Decline or Not: America’s Continued Primacy in the Persian Gulf
In January 2001, when George W. Bush took the oath of office, the United States was the undisputed global leader. Madeleine Albright nicely summed up the state of global affairs in 1998 when she noted that, “We [the United States] are the indispensable nation. We stand tall and we see further than other countries into the future, and we see the danger here to all of us.”1 Her assessment accurately described the Clinton era and also seemed true at the start of George W. Bush’s presidency. The Clinton years saw the post-Cold War dividend, the digitization of the economy, and a growth in U.S. influence. The lack of economic, military, and political rival combined with robust economic growth cemented the postCold War order as a Pax Americana. While some states, e.g., the Islamic Republic of Iran, objected to American hegemony, most members of the international community, at least tacitly, accepted American leadership because it provided global public goods and a measure of stability.
The revisionist powers that did object, e.g., Iran and North Korea, were largely unable to challenge American leadership. This lack of a credible option created a novel situation in international relations—a unipolar system. This concentration of power in the hands of a single state, even one that favored the status quo and was sometimes benevolent, alarmed some, reassured others, and sparked debates over American Empire. George W. Bush’s feckless foreign policy and structural changes in global affairs undermined Washington’s position, and debates of U.S. decline have largely replaced talk of American empire.

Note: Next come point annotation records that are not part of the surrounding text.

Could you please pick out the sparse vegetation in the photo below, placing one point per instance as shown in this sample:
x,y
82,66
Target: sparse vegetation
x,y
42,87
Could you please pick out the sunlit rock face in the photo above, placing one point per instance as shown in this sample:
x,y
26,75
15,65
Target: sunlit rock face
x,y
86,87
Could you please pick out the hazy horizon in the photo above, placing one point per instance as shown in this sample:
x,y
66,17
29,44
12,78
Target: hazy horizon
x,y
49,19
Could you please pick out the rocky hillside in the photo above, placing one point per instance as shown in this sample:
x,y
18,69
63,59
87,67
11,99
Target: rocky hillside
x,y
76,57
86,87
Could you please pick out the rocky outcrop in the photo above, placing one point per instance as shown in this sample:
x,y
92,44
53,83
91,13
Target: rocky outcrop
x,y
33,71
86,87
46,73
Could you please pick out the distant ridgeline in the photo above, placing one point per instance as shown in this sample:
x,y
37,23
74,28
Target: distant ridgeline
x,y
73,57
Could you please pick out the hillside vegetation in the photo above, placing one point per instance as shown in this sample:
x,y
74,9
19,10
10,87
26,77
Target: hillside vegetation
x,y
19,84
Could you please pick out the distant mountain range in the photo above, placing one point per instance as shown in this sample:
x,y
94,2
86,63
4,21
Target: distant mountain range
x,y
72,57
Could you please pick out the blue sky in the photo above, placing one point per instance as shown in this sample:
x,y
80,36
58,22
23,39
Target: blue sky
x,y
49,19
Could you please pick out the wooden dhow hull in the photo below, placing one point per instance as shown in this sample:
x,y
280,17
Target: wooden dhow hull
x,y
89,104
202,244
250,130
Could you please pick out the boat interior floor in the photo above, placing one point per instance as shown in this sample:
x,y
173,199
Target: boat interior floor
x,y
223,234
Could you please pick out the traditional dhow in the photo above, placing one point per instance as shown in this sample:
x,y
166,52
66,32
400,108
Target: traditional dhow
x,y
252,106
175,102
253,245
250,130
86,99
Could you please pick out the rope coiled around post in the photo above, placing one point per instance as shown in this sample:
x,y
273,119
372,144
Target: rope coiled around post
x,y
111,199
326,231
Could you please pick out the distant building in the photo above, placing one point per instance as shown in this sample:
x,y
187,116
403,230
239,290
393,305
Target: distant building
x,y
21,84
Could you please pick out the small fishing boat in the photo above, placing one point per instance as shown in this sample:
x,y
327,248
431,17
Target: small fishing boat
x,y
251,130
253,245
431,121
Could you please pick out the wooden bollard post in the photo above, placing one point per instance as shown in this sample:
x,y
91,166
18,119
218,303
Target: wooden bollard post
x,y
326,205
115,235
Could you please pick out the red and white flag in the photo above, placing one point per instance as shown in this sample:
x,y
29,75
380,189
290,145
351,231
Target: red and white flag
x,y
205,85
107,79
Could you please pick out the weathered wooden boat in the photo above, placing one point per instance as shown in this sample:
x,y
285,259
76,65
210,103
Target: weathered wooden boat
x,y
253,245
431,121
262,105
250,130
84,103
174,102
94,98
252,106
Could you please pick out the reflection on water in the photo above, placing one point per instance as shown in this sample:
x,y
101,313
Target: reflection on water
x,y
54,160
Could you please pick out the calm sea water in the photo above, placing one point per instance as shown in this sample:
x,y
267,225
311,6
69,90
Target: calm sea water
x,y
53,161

While Washington has grappled with contentious problems— including economic malaise, the burdens of counterterrorism, conflicts in Iraq and Afghanistan, political gridlock, and the rise of potential competitors (e.g., Brazil, Russia, India, and China, the so-called BRIC countries)—the actual extent of American decline is ambiguous. While many contemporary analyses spotlight U.S. weaknesses, few give equal attention to Washington’s strengths.2 Despite cloaking their predictions in the language of realism, many of these appraisals ignore or minimize the concept of relative power and downplay the political, economic, demographic, and social challenges that would-be competitors, including the BRIC countries, face. Because of these kinds of omissions, declinist predictions have, thus far, been incorrect. This chapter argues that while many states object to specific American policies, most do not desire a wholesale reordering of global politics. To illustrate these claims about the United States and the rest of the world, this chapter relies on a case study of the U.S. in the Persian Gulf—a critically important region in international relations.